Target, Walmart and others are working with Closed Loop Partners on a $15 million project to explore alternatives to traditional plastic bags in the retail sector.
Closed Loop Partners, an investment firm focused on the waste and recycling sector, on July 21 announced the formation of the Consortium to Reinvent the Retail Bag. The organization was launched with early members that include CVS Health, Kroger, Target, Walgreens and Walmart.
The companies are putting $15 million toward what they are calling the “Beyond the Bag Initiative.”
The project, which is part of Closed Loop Partners’ Center for the Circular Economy, says its goal is to identify, test and implement “viable design solutions and models that more sustainably serve the purpose of the current retail bag.”
In their announcement, the stakeholders acknowledged this is not the first effort to tackle plastic bag design. But they pointed to shortcomings in efforts to date.
“Current alternatives to the plastic retail bag have yet to garner industry-wide support or widespread use by the public and many still have significant environmental impacts,” the project partners stated.
Single-use plastic bags have generated ire for their tendency to end up as litter in the environment, leading numerous municipalities to ban their use in the retail sector. According to the bag initiative announcement, more than 100 billion single-use plastic retail bags are used in the U.S. alone each year, and less than 10% of these are recycled. Bags are rarely accepted in curbside recycling programs, because they typically cause problems during the sorting process at recycling centers.
They are also, by and large, made from virgin plastic, although major bag producers recently signed a voluntary commitment to use greater percentages of recycled content in the years to come. California is the only U.S. state to mandate recycled plastic inclusion in thicker, reusable plastic bags distributed in the state.

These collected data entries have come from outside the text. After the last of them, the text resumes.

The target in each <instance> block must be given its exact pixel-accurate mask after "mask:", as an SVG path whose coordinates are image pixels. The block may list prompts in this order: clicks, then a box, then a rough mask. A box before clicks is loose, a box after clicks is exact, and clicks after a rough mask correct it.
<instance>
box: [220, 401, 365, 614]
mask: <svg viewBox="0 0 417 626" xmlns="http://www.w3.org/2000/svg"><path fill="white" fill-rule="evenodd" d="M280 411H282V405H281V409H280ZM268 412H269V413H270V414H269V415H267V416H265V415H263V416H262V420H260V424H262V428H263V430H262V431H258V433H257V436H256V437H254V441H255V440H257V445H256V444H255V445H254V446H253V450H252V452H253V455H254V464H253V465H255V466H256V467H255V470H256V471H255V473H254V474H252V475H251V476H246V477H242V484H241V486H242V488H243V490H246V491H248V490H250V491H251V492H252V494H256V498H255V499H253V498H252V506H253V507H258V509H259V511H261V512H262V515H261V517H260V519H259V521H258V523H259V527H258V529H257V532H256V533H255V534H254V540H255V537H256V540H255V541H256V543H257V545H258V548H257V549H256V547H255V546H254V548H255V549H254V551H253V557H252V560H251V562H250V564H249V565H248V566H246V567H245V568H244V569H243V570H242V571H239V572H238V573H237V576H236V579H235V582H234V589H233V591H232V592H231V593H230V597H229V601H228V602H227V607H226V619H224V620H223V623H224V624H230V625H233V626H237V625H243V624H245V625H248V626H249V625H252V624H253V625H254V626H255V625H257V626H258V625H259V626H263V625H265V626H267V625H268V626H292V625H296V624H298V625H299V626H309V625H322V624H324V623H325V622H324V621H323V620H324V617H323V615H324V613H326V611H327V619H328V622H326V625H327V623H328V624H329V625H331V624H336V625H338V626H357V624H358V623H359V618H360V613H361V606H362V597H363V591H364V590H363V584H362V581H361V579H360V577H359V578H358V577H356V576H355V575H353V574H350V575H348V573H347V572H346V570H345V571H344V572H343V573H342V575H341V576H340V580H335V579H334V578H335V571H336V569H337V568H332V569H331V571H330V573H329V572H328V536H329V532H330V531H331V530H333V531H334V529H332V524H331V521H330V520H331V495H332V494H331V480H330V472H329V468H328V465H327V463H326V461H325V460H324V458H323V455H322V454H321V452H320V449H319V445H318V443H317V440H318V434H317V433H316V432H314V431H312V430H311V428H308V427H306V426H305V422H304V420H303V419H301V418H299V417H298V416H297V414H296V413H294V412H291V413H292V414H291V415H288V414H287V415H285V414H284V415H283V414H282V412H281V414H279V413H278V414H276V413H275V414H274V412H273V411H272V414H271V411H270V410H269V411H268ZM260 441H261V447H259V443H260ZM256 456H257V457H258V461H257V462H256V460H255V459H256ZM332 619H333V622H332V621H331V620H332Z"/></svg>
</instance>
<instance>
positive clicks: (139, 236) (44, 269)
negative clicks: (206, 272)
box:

In a statement to Resource Recycling, Closed Loop Partners noted that the initiative could look into reusable bags or altogether bagless models, as well as alternative material choices. Greater recycled plastic inclusion in any of these systems is “one of many potential options that could be assessed, among others,” the organization stated.
In the announcement, major retailer Kroger tied its interest in bag alternatives to its in-progress work to phase out single-use bags across all its stores.
“We encourage other retailers to join us in this commitment and bid farewell to the single-use plastic bag for good,” said Keith Dailey, Kroger’s vice president of corporate affairs.
The bag initiative is bringing in Ocean Conservancy and Conservation International as “environmental advisory partners to provide critical perspective on environmental impacts and solutions” during the project.
Beyond the Bag is a three-year initiative and is also looking to bring in additional retailers, according to the announcement.
Advocacy group As You Sow released a statement describing the initiative as “encouraging,” but also calling on the involved companies to act faster and take greater action to address packaging waste.
A version of this story appeared in Plastics Recycling Update on July 22.